Notre travail consiste à avoir un impact. Plutôt que de souhaiter que l’organisation (ou les individus qui la composent) soit différente, il est plus judicieux de partir de la réalité telle qu’elle est.

C’est là que les contre-tendances pourraient s’avérer intéressantes.

Inspiré lors de la rédaction du document « Countertrends » →

Le terme « contre-tendances », du moins dans le sens où il est utilisé ici, a été inventé par Matthias Horx, Lena Papasabbas, Nina Pfuderer dans le livre « 15 Gegentrends – Wie die Zukunft ihre Richtung ändert ». Son utilisation et sa définition ont déjà pris une dimension propre.

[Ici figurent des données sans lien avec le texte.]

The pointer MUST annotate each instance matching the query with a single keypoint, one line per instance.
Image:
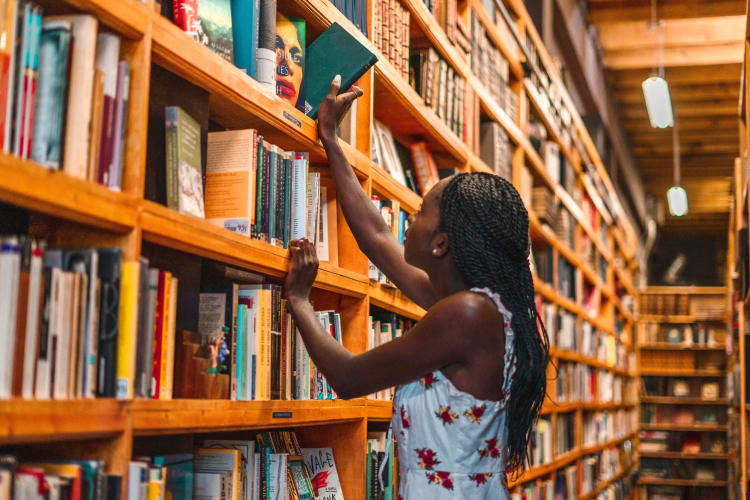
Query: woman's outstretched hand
(303, 268)
(333, 108)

On peut distinguer trois types de contre-tendances : 

Les contre-tendances newtoniennes

Ces contre-tendances impliquent une force s’exerçant exactement dans la direction opposée à une tendance connue.

En effet, elles sont même créées en réaction à la tendance elle-même.

Par exemple, la tendance à la « mondialisation » a donné naissance à un « mouvement altermondialiste ». Au départ, celui-ci s’est manifesté par des émeutes lors du sommet de l’Organisation mondiale du commerce à Seattle, et par un agriculteur français qui a foncé avec son tracteur dans un McDonald’s. Plus récemment, il prend la forme d’un homme aux cheveux orange à la Maison Blanche qui impose des droits de douane à d’autres pays à la moindre occasion.

Les contre-tendances vectorielles

Ce sont des tendances distinctes qui évoluent de manière tangentielle à la tendance étudiée, mais qui entrent en collision avec celle-ci et provoquent ainsi un changement de direction de la tendance initiale.

Par exemple, le déclin démographique des pays industrialisés est prévu depuis longtemps. Mais la rapidité et la gravité de la récente baisse des taux de natalité sont également imputables à d’autres tendances qui s’y croisent, comme la diminution du nombre de jeunes formant des couples, elle-même influencée par une tendance marquée et très visible à une polarisation politique extrême au sein d’une partie importante de la population jeune, les jeunes hommes tendant vers l’extrême droite et les jeunes femmes vers l’extrême gauche.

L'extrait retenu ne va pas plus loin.